Thursday, July 24, 2008

Life is a 'Cabaret' at the Eastern Slope Playhouse

The Eastern Slope Playhouse has been transformed into the seedy and oh-so-sensual Kit Kat Klub for The Mount Washington Theatre Company’s lively and entertaining rendition of “Cabaret,” which is running — except Monday — at 8 p.m. through Aug. 2.

Director/choreographer Clay James’ production of “Cabaret” is an immersive experience. Even before the show begins, actors have already been mingling with theater patrons and chatting them up in character.

In the opening number, “Willkommen,” the emcee (Jesse Luttrell) welcomes the audience to the club, and the musical itself and ventures into the audience as he introduces the men and women of the cabaret. It kicks the show off with a bang and is the sort of pull-out-all-the-stops number you expect much later in a show. The tone is set for a show that isn’t afraid to be flamboyant, a bit crass and very sexual.

“Cabaret” is set in Germany during the 1930s as the Nazis are coming to power and alternates between the stage shows at the Kit Kat Klub and the romance of its star performer Sally Bowles (Liz Clark Golson) and Clifford Bradshaw (Grant Golson), an American writer seeking inspiration.

At its core, “Cabaret” is a love story that turns tragic with the inevitable arrival of Nazism in Berlin. The first act is buoyant and lighthearted as Sally leaves the Kit Kat Klub to live with Cliff. Cliff and Sally allow their love to blind them to everything around them as they join in Berlin’s non-stop party.

There’s a sweet parallel love story involving Cliff’s landlady Fraulein Schneider (Megan Thomas) with one of her tenets Herr Shultz (Craig Holden). Although their love story is secondary, Thomas and Holden’s endearing performances make it the heart of the play.
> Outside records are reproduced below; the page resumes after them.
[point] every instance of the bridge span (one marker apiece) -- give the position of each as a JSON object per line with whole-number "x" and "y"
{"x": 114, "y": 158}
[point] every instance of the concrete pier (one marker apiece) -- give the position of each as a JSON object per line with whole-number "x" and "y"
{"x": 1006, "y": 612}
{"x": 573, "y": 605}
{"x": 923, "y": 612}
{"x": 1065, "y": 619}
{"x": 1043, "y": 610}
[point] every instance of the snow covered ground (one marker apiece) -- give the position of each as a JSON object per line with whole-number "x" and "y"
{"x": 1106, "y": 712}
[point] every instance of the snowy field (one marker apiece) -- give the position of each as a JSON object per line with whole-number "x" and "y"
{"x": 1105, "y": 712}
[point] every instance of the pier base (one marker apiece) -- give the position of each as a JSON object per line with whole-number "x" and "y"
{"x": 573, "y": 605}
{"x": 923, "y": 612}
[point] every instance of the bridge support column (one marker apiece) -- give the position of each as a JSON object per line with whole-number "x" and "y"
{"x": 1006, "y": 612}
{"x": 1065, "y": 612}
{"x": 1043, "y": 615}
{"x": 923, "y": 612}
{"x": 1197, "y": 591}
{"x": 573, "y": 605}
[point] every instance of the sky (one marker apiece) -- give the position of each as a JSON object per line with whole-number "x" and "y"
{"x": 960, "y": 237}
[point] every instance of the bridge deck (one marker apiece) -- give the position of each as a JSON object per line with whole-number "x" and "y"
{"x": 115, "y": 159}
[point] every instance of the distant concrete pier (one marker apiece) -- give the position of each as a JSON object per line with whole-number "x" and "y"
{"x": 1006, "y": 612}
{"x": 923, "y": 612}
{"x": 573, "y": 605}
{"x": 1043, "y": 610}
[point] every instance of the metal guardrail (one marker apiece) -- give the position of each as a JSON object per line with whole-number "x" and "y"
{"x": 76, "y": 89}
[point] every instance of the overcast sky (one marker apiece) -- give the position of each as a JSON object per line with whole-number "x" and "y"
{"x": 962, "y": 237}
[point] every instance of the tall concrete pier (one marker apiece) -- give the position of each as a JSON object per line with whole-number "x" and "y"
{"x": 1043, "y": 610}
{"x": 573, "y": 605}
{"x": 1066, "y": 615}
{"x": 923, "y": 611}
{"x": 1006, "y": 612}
Clark Golson and Golson, who got married this summer, have a playful chemistry, with Golson playing straight-man to Clark Golson’s impetuous and naïve Sally. Clark Golson has the big shoes of Lisa Minnelli to fill, and while she doesn’t match that high watermark — few could after all — her take on Sally is fun and, when it has to be, quite affecting.

Those familiar with the 1972 film adaptation of the original 1968 Broadway staging of “Cabaret” are in for a surprise, because James’ production is more in line with the 1998 revival of the show. That reworking of the show turned up the volume on the show’s innate sexuality and bisexuality.

The emcee of the Kit Kat Klub was originally played by Joel Grey in a Tony and Academy Award winning performance. The character was re-imagined by Alan Cumming in a Tony Award winning performance. Cumming’s take was more sexualized and boisterously over-the-top than Grey’s. Luttrell follows closely to Cumming’s interpretation, but that is not a criticism. Luttrell has a vibrant and mischievous presence that is a exhilarating whenever he comes on stage.

The cabaret song and dances such as “Don’t Tell Mama,” “Two Ladies” and “Money” are full of infectious energy and are inventively choreographed by James. The subversive natures of the lyrics are well matched by the provocative dance routines that feature numerous dancers often in elaborate synchronized routines. Everything is delivered with an impressive precision.

The songs that take place off the Kit Kat stage may seem dull in comparison, and in some cases, with more conventional ballads like “Maybe This Time,” it seems the production is dragging. But these quieter “real life” performances are in their own way just as irreverent as those of the Kit Kat Klub and are a nice balance to the musical’s more outrageous moments.

As the real life scenes turn bleak — the first appearance of a swastika arm band is a shocker — so do the scenes at the Kit Kat Klub. When the curtain rises on the second act, the tone has shifted and James’ production handles the change well and earns its emotional payoffs.

The Kit Kat Klub performances, which in the first act were frivolous, begin to reflect the growing atmosphere of fear and persecution. “I Don’t Care Much” and the title song, sung by Luttrell and Clark Golson, respectively, are delivered with heart-wrenching bravado, and their one-two punch will stir even the most stone-faced.

The production’s final scenes become progressively darker, as what was previously just an ominous feeling becomes a harsh reality. For a show that starts out so frothy, it may be a shock for some how profoundly and deeply affecting the show’s final moments are. There is a real sense of pain that gives the whole show an extra weight and makes “Cabaret” more than just light escapism.